Stuck on an issue?

Lightrun Answers was designed to reduce the constant googling that comes with debugging 3rd party libraries. It collects links to all the places you might be looking at while hunting down a tough bug.

And, if you’re still stuck at the end, we’re happy to hop on a call to see how we can help out.

[BUG] RESOURCE_DOES_NOT_EXIST when mlflow call start_run()

See original GitHub issue

Willingness to contribute

The MLflow Community encourages bug fix contributions. Would you or another member of your organization be willing to contribute a fix for this bug to the MLflow code base?
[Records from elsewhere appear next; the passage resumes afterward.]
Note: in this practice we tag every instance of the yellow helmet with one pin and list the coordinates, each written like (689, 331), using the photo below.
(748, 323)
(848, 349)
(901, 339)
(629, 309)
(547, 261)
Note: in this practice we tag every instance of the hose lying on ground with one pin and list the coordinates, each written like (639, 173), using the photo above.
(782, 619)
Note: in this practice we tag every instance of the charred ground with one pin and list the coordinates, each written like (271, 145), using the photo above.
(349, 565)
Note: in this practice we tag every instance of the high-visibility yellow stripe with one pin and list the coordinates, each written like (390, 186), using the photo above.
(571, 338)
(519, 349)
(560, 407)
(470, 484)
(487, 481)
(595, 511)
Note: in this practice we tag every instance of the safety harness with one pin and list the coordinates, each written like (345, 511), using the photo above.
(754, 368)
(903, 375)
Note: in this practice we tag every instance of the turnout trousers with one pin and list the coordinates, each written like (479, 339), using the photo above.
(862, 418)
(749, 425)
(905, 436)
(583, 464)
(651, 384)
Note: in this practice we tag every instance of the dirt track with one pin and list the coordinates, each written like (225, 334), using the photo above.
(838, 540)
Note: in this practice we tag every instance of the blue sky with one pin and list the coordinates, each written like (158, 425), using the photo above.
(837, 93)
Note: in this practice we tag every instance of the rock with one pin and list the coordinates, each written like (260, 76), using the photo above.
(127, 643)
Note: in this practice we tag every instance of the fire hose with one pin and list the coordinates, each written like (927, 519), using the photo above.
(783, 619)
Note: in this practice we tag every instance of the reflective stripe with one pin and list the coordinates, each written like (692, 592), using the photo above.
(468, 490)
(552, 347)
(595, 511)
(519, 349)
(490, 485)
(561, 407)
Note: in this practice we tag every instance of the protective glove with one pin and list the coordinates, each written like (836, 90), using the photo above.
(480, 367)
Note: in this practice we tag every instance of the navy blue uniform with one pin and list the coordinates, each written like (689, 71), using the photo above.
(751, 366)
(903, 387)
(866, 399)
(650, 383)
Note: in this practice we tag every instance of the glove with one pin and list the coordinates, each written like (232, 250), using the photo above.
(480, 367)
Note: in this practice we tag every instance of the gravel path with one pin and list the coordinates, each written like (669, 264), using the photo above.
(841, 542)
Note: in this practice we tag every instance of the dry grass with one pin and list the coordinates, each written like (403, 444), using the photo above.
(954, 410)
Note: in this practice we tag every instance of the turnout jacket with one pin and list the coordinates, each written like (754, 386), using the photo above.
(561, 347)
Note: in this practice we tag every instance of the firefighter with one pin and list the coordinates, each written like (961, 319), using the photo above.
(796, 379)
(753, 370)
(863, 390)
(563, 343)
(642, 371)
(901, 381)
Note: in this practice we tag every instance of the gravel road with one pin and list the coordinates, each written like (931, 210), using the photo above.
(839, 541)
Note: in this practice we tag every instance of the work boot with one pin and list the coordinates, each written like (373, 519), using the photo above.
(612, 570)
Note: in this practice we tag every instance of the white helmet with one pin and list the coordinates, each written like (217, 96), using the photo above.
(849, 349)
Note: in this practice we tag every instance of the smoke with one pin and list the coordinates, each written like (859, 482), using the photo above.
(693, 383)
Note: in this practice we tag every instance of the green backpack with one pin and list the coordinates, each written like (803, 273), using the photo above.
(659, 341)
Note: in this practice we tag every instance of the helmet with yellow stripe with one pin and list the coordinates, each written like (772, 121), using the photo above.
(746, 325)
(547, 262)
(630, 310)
Yes. I can contribute a fix for this bug independently.
Yes. I would be willing to contribute a fix for this bug with guidance from the MLflow community.
No. I cannot contribute a bug fix at this time.

System information

Have I written custom code (as opposed to using a stock example script provided in MLflow):
OS Platform and Distribution (e.g., Linux Ubuntu 16.04): Linux Ubuntu 18.04 - AWS EC2
MLflow installed from (source or binary): conda
MLflow version (run mlflow --version): mlflow, version 1.20.2
Python version: 3.6.9
npm version, if running the dev UI:
Exact command to reproduce: mlflow.start_run()

Describe the problem

I have remote tracking server (the access policies for EC2 to server are setted correct, but I’m not sure at 100%). I have a main run (parent), and under that parent I also have a few child runs. The issue is related to first start_run() (parent run). When the script calls with mlflow.start_run(), script crashes.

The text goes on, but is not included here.